New: Voxtral Transcribe 2 Available on Raisetalk

In January, we announced the integration of Mistral AI as the LLM engine for conversational analysis. Today, we are taking a new step forward: Mistral AI enters the Speech-to-Text race with Voxtral Transcribe 2, and we have deployed it in production on Raisetalk.

Voxtral Mini Transcribe V2 is a batch transcription model designed for demanding professional environments. It delivers a highly anticipated feature: native diarization — the ability to automatically identify who is speaking and when, built directly into the transcription process.
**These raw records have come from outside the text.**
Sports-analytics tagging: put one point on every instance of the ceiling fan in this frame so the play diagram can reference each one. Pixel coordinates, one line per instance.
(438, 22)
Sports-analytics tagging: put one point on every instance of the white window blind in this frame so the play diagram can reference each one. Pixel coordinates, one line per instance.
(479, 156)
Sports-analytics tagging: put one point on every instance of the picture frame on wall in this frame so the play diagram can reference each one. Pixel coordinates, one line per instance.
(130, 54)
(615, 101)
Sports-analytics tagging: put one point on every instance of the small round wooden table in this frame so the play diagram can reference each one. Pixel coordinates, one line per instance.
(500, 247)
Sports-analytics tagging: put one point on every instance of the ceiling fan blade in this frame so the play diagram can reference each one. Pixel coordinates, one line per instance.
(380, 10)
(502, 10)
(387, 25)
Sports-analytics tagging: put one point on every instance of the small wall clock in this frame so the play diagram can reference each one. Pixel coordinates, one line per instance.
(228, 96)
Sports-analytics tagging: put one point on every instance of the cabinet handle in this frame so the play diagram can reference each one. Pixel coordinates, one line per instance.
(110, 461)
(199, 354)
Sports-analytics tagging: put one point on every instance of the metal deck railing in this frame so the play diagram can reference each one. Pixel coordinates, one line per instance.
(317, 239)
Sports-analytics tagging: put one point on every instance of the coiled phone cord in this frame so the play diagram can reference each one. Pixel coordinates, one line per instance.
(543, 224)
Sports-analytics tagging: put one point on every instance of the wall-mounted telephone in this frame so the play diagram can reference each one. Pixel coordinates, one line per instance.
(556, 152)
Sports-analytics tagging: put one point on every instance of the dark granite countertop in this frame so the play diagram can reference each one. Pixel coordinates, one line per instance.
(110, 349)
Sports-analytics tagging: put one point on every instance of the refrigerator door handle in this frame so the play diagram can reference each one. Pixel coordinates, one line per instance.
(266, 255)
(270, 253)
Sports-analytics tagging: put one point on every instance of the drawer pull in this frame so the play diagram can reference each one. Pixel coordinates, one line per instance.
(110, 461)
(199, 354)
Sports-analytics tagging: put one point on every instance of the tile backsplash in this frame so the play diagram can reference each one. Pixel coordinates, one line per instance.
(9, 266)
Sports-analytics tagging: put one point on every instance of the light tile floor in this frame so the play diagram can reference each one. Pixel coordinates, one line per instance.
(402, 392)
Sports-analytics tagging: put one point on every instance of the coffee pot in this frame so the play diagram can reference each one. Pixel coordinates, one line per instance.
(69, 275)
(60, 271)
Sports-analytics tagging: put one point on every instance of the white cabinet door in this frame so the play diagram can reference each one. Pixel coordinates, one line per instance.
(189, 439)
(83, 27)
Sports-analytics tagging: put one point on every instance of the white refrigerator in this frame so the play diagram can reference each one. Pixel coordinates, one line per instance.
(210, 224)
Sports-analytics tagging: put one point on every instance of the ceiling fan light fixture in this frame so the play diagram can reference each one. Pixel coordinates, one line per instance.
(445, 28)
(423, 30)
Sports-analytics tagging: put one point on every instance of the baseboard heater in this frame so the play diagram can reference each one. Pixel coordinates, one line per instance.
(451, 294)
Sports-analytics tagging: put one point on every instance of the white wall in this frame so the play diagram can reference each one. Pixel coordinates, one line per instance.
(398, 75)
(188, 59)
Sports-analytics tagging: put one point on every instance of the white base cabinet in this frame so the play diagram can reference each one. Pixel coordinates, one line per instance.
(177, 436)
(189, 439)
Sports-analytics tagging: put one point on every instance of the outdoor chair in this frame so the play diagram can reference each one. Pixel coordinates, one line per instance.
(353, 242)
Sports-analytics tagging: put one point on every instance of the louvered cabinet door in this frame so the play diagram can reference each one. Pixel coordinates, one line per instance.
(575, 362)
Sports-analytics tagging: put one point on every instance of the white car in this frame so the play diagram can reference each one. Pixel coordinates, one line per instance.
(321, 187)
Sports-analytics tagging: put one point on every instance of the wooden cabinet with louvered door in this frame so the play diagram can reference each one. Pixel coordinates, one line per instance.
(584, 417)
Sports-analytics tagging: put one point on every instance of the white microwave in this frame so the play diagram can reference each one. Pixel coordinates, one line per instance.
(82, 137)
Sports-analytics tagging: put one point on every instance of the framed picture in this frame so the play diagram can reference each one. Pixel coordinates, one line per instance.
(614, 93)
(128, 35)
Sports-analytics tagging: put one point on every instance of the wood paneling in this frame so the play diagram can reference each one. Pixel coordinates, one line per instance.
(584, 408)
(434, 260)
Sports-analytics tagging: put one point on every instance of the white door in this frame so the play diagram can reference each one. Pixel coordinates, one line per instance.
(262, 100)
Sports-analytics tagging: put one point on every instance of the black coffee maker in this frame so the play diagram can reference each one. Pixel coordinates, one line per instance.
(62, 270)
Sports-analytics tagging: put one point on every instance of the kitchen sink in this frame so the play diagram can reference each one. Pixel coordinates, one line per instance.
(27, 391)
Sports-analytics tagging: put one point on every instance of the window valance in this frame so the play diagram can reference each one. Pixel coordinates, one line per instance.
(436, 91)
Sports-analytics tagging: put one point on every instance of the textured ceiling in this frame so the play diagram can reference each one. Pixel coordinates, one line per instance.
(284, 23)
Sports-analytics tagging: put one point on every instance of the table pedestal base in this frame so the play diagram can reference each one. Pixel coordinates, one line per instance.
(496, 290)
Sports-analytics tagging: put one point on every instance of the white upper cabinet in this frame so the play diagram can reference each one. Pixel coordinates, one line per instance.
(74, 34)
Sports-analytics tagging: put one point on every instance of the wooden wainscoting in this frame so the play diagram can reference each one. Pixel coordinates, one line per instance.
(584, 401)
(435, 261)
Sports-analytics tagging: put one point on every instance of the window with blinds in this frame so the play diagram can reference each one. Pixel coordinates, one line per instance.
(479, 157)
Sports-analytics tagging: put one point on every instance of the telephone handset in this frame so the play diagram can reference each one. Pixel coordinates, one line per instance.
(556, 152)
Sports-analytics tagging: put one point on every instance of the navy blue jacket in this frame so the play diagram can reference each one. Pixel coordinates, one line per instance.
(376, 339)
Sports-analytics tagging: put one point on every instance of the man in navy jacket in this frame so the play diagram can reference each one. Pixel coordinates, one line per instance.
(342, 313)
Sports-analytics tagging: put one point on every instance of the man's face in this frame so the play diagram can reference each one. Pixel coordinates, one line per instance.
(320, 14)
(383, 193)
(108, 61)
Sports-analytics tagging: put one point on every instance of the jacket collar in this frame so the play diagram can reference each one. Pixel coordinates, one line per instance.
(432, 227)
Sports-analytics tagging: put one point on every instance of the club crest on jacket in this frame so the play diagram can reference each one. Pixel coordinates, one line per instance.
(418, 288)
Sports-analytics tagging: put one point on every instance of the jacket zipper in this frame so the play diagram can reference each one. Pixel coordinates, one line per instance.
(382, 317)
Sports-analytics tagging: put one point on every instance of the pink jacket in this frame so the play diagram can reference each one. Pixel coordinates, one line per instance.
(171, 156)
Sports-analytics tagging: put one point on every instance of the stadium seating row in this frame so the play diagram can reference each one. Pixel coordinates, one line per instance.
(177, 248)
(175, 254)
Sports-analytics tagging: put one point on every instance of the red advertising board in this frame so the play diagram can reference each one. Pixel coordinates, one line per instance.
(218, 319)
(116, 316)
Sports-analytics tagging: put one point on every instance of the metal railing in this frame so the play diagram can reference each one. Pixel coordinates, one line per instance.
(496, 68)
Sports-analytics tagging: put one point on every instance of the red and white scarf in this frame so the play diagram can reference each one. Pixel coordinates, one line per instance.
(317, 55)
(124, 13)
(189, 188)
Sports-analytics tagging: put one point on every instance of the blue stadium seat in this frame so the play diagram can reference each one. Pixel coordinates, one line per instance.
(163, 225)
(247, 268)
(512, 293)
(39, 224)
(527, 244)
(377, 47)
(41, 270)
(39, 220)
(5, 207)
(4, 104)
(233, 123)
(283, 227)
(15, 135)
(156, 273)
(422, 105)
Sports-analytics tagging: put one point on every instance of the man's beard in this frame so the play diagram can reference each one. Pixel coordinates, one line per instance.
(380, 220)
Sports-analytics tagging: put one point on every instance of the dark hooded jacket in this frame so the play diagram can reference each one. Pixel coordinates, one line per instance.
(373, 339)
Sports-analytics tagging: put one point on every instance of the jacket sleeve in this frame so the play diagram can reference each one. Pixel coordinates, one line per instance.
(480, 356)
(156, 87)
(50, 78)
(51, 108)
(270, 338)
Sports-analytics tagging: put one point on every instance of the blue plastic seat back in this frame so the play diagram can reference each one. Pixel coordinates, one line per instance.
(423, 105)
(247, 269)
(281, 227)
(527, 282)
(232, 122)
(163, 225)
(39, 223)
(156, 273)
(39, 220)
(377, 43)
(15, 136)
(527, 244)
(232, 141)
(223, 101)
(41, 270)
Voxtral Mini Transcribe V2: Key Specifications

Feature	Details
Type	Batch transcription
Diarization	✅ Native, built-in
Maximum duration	Up to 30 minutes per recording
Languages	13 languages: FR, EN, ES, DE, IT, NL, PT, ZH, JA, KO, HI, AR, RU
Timestamps	Per segment and word-level
Context biasing	✅ Steers toward domain-specific vocabulary
WER	~4% on FLEURS
Translation	❌ Not available
Pseudonymization	❌ Not available

Quick Glossary

Diarization: the ability to identify and distinguish different speakers in a conversation ("who speaks when")
WER (Word Error Rate): the error rate per word — the lower, the better the transcription. A 4% WER means 96 out of 100 words are correctly transcribed
Context biasing: the ability to steer the model toward domain-specific vocabulary (product names, technical terms) to improve accuracy
Per-segment timestamps: timestamping of each transcription segment, enabling precise synchronization with the audio

Diarization: A Decisive Advantage

In our STT model comparison, we highlighted the importance of diarization for conversational analysis. For Quality Monitoring, you need to know whether the agent or the customer said a given sentence. For Sales Compliance, you need to attribute each commitment to the right speaker. For Voice of Customer, you need to isolate the customer's verbatims.

Until now, only Parakeet and Gemini 2.5 Pro achieved 5/5 in diarization in our comparison — but Parakeet offers neither translation nor pseudonymization, and Gemini 2.5 Pro is the slowest and most expensive model.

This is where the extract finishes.